# Correlation between spatial distributions

I have three bivariate data sets of different sizes and the same sampling interval. These represent the variation of dry river bed direction with distance at equidistant sample points. When plotted there are clear similarities between the datasets, the bends and their change in direction occur in the same order and magnitude, but some are delayed. I need to prove their equivalence in shape, I have considered co variance but what degree of matching can be demonstrated ? or I could correlate (?) data across the data sets to show equivalence but how to handle the differences in sample number and feature delay? I would appreciate some guidance please.

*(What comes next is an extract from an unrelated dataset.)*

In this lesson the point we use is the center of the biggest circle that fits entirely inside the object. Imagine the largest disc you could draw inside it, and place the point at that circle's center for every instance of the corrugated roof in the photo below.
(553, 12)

• Do you have a single observation for each distribution? – dv_bn May 2 '16 at 11:13
• I am not sure what you mean, the distributions were determined from satellite images using manually plotted polygons and lines within ARCGIS. – Brianknell May 2 '16 at 11:28
• Do you have three observations of the distribution of one single spatial process, a single observation for the respective distribution of three spatial processes, or many observations for the distribution of three spatial processes? Could you clarify with some notations, like... Let $t$ denote a spatial index. Let $F_i(x(t))$ be the distribution of a spatial stochastic process $x$ at location $t$ measured at time $i$. – dv_bn May 2 '16 at 11:48
• So you have a sample of observed distributions $F_x$, $F_y$ and $F_y$ for the three processes $x$, $y$ and $z$? Is the object of interest the covariance between those distributions? – dv_bn May 2 '16 at 20:23
• Can you post your data, and maybe a plot? I still can't understand your situation. – gung - Reinstate Monica May 4 '16 at 13:28

## 1 Answer

I used DTW with considerable success (the dtw Cran package). As I had only 6 distributions extra effort was required to generate randomised test profiles similar to the subject profiles to select the most appropriate settings and step pattern for the DTW algorithm.